Table Graphic Jump LocationTable 1. Sample Demographic, Metabolic, and Cognitive Characteristics
PROCEDURES

Participants underwent resting and cognitive activation PET imaging using FDG on separate days approximately 2 weeks apart, in counterbalanced order, at 9 AM after an overnight fast. Participants were placed in the PET scanner in a supine position, with a venous line maintained for radiotracer injection. Plasma glucose was sampled. Throughout the imaging procedure for both the rest and activation conditions, the head was restrained using a neck-conforming support and subjects rested silently with eyes open in a dimly lit and quiet room. Following a 30-minute transmission scan for attenuation correction, subjects received an intravenous injection of 5 mCi of FDG (to convert to millibecquerel, multiply by 3.7 × 1010). Forty minutes later, the emission scan commenced. In the cognitive activation session, a 35-minute cognitive task was administered immediately after the tracer injection. This allowed brain FDG uptake to represent neuronal activity during cognitive task performance.12

The activation task was based on previous work by Alkire et al.13 Subjects were instructed to remember a repeating list of 20 words that were randomly presented through earphones at a rate of 1 word every 3 seconds. The words were 4 to 8 letters in length, of average linguistic frequency, and neutral in emotional valence. Delayed free recall was assessed when the emission scan was complete and the intravenous lines were removed.

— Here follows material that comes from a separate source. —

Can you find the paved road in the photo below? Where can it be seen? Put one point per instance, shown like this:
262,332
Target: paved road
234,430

The PET image sets were coregistered and anatomically standardized to Talairach and Tournoux stereotactic coordinates using NEUROSTAT software (Departments of Radiology and Bioengineering, Washington National Primate Research Center, University of Washington, Seattle). Pixel intensity was normalized to global activity and smoothed using a 3-dimensional gaussian kernel (2.25-mm SD) to reduce residual anatomical variances.

Correlations between normalized CMRglu values at rest and HOMA-IR values were calculated on a voxelwise basis, and the correlation coefficients were transformed to Z scores (Fisher transformation). Coordinates for which Z scores exceeded 3.5 were considered to be significant, controlling the type I error rate at approximately P = .05 for multiple comparisons.14 Associations between regional CMRglu values and HOMA-IR values, age, APOE ε4 carriage, fasting plasma glucose levels measured prior to radiotracer injection, and degree of hyperglycemia indexed by 2-hour OGTT glucose concentration were examined with correlational and multiple regression analyses.

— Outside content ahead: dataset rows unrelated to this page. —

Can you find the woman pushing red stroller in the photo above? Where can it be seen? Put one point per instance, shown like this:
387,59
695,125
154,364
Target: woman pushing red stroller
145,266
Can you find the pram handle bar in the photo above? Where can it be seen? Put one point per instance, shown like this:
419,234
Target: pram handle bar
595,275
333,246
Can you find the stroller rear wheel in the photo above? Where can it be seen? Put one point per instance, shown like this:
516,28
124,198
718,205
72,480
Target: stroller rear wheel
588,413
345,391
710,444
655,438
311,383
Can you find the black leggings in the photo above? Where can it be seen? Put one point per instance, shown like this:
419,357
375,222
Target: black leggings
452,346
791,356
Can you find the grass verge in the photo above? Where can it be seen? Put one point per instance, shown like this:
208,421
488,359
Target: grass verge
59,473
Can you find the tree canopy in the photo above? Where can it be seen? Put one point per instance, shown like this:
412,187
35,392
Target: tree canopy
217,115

Groupwise paired subtraction analysis allows the statistical comparison of activation vs a resting baseline in the same subjects. In this study, resting scans were subtracted from activation scans across subjects. One-sample t statistic values were calculated across subjects for each subtracted pixel value. The calculated t statistic values were then converted to Z statistic maps using a probability integral transformation.15 The resultant Z statistic maps represent the extent and significance of task-related brain activity averaged across all subjects in the group.

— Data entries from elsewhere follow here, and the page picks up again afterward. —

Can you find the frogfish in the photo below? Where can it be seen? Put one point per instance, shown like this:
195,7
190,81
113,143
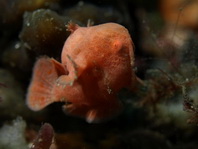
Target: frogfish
96,63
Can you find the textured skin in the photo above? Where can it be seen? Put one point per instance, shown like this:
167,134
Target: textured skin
97,62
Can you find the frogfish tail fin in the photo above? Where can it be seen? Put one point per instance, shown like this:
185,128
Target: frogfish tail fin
45,73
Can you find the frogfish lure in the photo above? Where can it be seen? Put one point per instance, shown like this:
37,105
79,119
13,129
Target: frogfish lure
96,63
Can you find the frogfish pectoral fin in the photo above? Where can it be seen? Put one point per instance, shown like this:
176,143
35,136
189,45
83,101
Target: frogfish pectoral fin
45,73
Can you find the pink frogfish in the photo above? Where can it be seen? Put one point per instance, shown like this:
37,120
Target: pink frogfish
96,63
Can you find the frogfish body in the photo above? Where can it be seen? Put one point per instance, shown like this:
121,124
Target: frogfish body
96,63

To determine whether recall performance was associated with CMRglu, Pearson correlations were conducted between delayed recall scores and mean global-normalized CMRglu values of stereotactically defined volumes of interest for frontal, temporal, parietal, and posterior cingulate cortices.

RESTING CMRglu

For adults with PD/T2D, greater insulin resistance as indexed by HOMA-IR values was associated with reduced CMRglu in regions known to be affected early in AD, including posterior cingulate cortex, the precuneus region, parietal cortices (Brodmann areas [BAs] 7 and 40), the temporal/angular gyri (BA 39), and the anterior and inferior prefrontal cortices (BAs 10, 45, and 47) (Figure 1). Stereotactic coordinates for brain regions exhibiting significant correlations between resting CMRglu and HOMA-IR values and the associated significance values are provided in Table 2. Multiple regression analyses indicated that the significant relationship between HOMA-IR values and CMRglu for adults with PD/T2D was unaffected by age, pre-PET fasting glucose values, hyperglycemia (2-hour OGTT glucose values), or APOE ε4 allele carriage. Scatterplots show the negative relationship between insulin resistance and CMRglu for the PD/T2D group in 2 representative areas (frontal and cingulate cortices) (Figure 2). Correlations between CMRglu and HOMA-IR values were not significant for healthy adults, likely owing to the restricted range of HOMA-IR values and the small sample size.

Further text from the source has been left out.